When battling a terminal illness, “you have no control over anything physically or medically,” she says. “But writing, music, the arts — all of these things give you choices, ways to focus your mind so that pain perception decreases.”
Dr. Steve Pantilat, Director of Palliative Care at the University of California, San Francisco Department of Medicine and author of Life After the Diagnosis: Expert Advice on Living Well with Serious Illness for Patients and Caregivers, agrees. He points to a three-year MGH study comparing advanced lung cancer patients who received palliative care, medical treatment focused on improving quality of life for seriously ill patients, against those receiving only standard medical care. At 12 weeks into the study, depression symptoms in the palliative care group were roughly half those reported in the standard care group. Palliative care patients reported greater reductions in physical symptoms including pain and shortness of breath, and ultimately, survived longer, too – 11.6 months compared to less than nine months for patients receiving standard care.
“No one values a day in their life more than someone who only has a few,” Dr. Pantilat tells PEOPLE. “One of the things people think about when they’re approaching the end of their life is the mark they’ll leave on the world. A film is an incredible legacy that can help others cope and give the patient a sense that ‘there is something about my experience that will live on.’ ”
Thus far, the Make-A-Film Foundation has helped kids produce four narrative films and more than 100 documentary short films, most dealing directly with their illnesses. Clay Beabout, 20, was 11 when he wrote Deep Blue Breath, a half animation/half live-action film about a boy who travels deep inside his body to an animated dream world where he engages in battle against the evil Lord Vater, a monstrous visual manifestation of his disease. Meanwhile, in the waking world, a medical team tries to save his life.
Beabout, now 20 and the only surviving MAFF narrative filmmaker, has Vater’s syndrome, a set of birth defects named for the five primary areas it can affect: vertebrae, anus, trachea, esophagus and renal (kidneys).

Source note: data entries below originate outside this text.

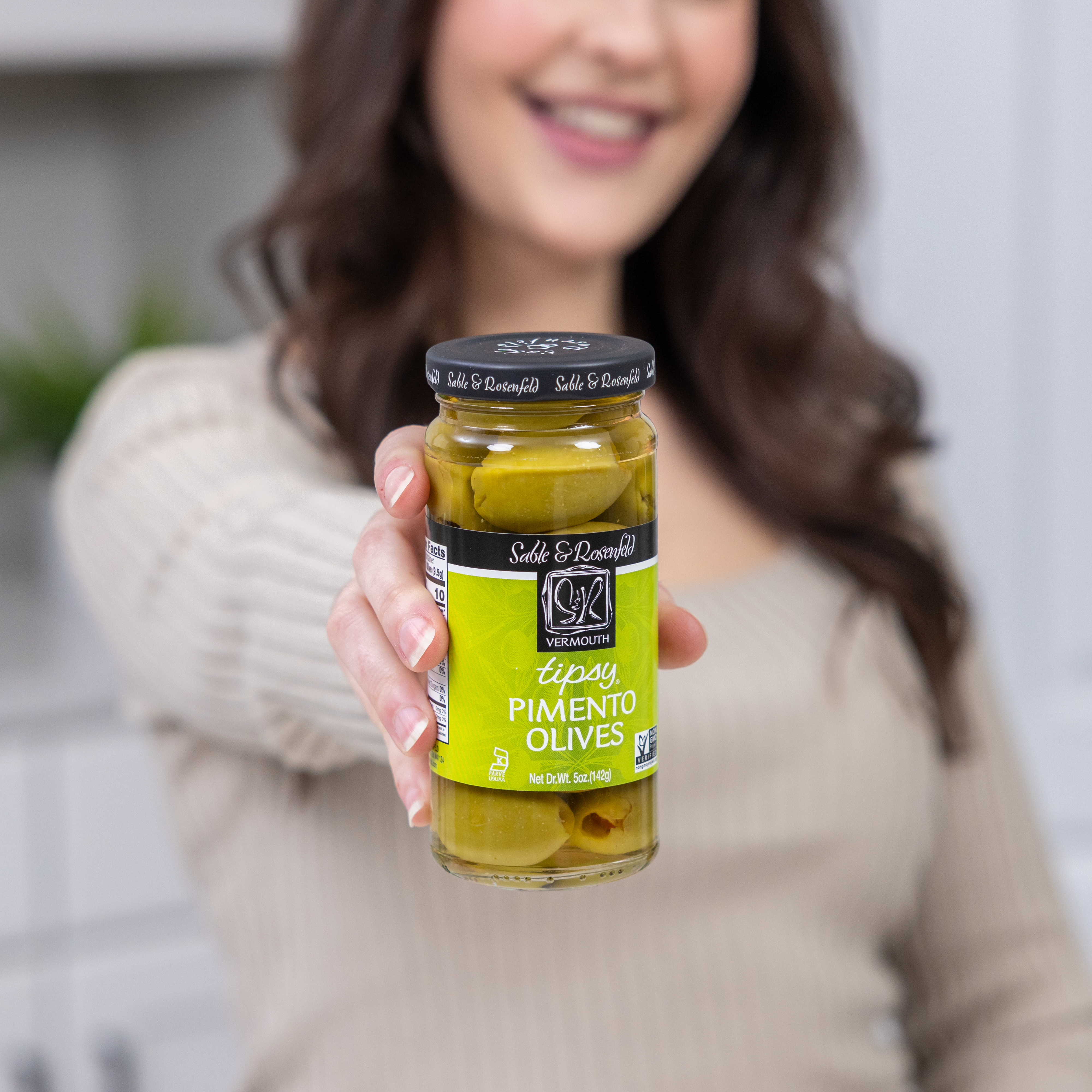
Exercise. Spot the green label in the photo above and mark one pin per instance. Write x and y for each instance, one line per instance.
(551, 678)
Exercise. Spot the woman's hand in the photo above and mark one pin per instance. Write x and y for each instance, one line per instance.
(387, 632)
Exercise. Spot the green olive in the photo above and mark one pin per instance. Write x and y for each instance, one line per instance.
(452, 500)
(512, 829)
(638, 501)
(547, 488)
(611, 822)
(588, 529)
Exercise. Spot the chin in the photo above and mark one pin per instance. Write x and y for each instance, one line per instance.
(592, 238)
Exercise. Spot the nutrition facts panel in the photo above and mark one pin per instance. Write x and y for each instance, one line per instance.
(436, 580)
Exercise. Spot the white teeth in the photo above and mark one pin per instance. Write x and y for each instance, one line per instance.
(599, 123)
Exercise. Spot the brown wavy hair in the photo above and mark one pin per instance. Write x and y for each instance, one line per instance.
(803, 413)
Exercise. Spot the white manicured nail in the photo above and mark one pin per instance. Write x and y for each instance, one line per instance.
(409, 726)
(416, 638)
(396, 484)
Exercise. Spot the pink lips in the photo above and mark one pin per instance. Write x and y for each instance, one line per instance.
(586, 151)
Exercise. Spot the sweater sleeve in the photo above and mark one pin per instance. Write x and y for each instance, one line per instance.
(211, 533)
(999, 998)
(998, 993)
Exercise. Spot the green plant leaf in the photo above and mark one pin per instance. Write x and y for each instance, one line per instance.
(49, 375)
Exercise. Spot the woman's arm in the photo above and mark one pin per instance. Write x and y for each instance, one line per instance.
(999, 999)
(211, 537)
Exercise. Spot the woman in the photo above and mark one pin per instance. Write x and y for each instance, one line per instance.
(850, 893)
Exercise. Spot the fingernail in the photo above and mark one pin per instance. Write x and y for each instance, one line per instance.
(409, 726)
(396, 484)
(414, 640)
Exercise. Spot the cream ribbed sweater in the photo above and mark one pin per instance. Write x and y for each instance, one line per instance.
(834, 908)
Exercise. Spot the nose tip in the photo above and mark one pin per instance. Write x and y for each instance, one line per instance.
(624, 33)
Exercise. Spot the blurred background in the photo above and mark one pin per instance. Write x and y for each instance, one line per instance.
(135, 133)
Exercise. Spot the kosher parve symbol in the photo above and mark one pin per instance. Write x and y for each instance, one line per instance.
(577, 600)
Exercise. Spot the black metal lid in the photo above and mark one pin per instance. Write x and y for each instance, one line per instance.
(541, 367)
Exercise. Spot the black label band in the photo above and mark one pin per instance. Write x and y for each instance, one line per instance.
(576, 574)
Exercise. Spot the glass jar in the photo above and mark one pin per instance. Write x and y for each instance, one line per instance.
(542, 553)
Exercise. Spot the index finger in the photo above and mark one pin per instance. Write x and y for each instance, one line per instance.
(401, 480)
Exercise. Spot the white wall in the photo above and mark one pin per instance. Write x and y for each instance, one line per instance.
(105, 177)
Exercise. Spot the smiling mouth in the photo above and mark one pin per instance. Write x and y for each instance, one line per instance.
(597, 123)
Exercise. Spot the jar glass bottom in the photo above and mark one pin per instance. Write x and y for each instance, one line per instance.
(588, 873)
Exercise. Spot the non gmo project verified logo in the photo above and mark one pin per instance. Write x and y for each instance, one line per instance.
(645, 750)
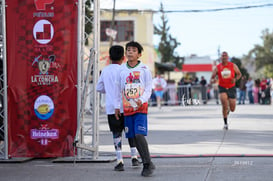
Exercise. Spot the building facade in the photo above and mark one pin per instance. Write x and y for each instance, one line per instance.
(128, 25)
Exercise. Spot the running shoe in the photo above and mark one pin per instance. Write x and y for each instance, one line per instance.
(135, 162)
(119, 167)
(148, 169)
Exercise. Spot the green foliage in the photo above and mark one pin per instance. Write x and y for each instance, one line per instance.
(263, 54)
(167, 44)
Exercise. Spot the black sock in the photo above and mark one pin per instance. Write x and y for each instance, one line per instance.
(142, 148)
(225, 120)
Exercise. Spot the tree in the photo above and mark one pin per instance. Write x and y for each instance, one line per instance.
(263, 54)
(168, 43)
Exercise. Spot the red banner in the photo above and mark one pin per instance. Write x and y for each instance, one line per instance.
(42, 77)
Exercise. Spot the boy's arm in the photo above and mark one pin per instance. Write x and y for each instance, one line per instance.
(117, 96)
(148, 87)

He has endured 45 surgeries, the first of which was an open-heart procedure at just 3 months old, and credits Lamison and his MAFF experience with helping him to keep an optimistic outlook despite a lifetime of medical issues.
“She has spawned a second life in me,” says Beabout, who is studying engineering, computer science, film and media at the University of Kansas. “She’s given me the ability to be seen and that is priceless.”

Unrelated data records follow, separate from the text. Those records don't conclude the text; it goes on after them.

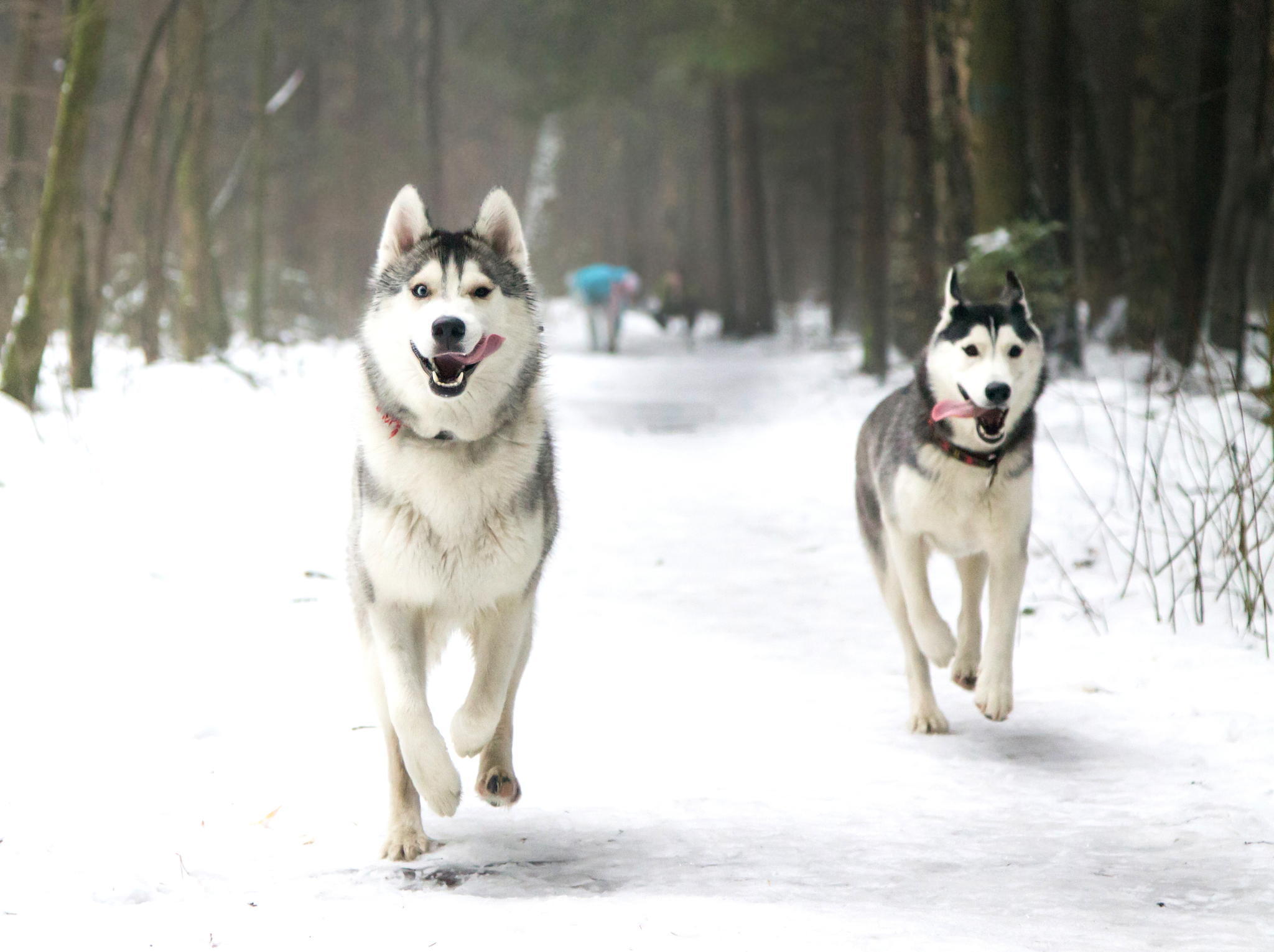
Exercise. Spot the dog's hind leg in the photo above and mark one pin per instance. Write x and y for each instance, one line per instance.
(909, 559)
(969, 645)
(994, 694)
(497, 783)
(498, 638)
(399, 639)
(925, 717)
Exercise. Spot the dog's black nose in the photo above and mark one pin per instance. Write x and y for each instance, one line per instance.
(447, 333)
(995, 393)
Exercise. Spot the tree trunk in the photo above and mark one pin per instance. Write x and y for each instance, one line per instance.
(16, 184)
(840, 267)
(98, 277)
(913, 333)
(723, 207)
(876, 213)
(999, 121)
(951, 23)
(65, 160)
(202, 320)
(256, 273)
(755, 297)
(1046, 30)
(1199, 181)
(82, 311)
(430, 98)
(1239, 205)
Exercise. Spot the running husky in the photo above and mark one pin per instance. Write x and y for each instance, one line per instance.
(944, 463)
(455, 506)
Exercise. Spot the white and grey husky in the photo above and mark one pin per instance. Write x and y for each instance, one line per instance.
(946, 463)
(455, 508)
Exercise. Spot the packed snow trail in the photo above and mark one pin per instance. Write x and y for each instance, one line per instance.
(710, 734)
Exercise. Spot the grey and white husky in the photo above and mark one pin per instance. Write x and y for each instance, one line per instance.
(455, 508)
(946, 463)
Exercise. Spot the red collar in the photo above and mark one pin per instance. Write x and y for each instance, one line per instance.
(987, 460)
(394, 424)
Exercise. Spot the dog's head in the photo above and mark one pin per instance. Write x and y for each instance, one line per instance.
(985, 363)
(453, 324)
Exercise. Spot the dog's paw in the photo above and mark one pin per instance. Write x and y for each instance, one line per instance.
(965, 672)
(406, 844)
(936, 642)
(928, 721)
(994, 698)
(470, 733)
(442, 795)
(498, 786)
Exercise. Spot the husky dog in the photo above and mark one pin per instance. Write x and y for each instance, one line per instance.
(946, 463)
(455, 508)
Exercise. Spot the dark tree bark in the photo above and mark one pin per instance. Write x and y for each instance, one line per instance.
(98, 277)
(23, 357)
(873, 131)
(755, 297)
(430, 98)
(951, 27)
(918, 120)
(17, 184)
(1244, 199)
(256, 266)
(202, 319)
(723, 243)
(998, 118)
(841, 246)
(1049, 81)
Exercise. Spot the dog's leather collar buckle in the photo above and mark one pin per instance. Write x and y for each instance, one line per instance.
(987, 460)
(394, 424)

As for the Hollywood insiders who volunteer their time with MAFF, the experience often is bittersweet but always worth the effort.
“You fall in love with the child only to realize part way through that you’re going to lose them,” says casting director, producer and actress Adele René, who most recently appeared last year’s Twin Peaks reboot as Lieutenant Cynthia Knox. “There’s a lot of sadness that comes from that, but also a lot of happiness because you are doing what you can to help this person live in happiness in their darkest days.”
Longtime actor J.K. Simmons, currently starring as Howard Silk in Starz’s sci-fi series Counterpart, agrees and urges others in the business to do their part.
“Those of us who are fortunate enough to make a good living doing what we love, and who are fortunate to be healthy and have healthy families, absolutely need to help those far less fortunate realize their dreams,” he tells PEOPLE. “The reward is in the doing, and in the eyes of the young filmmakers and their loved ones, every step of the way.”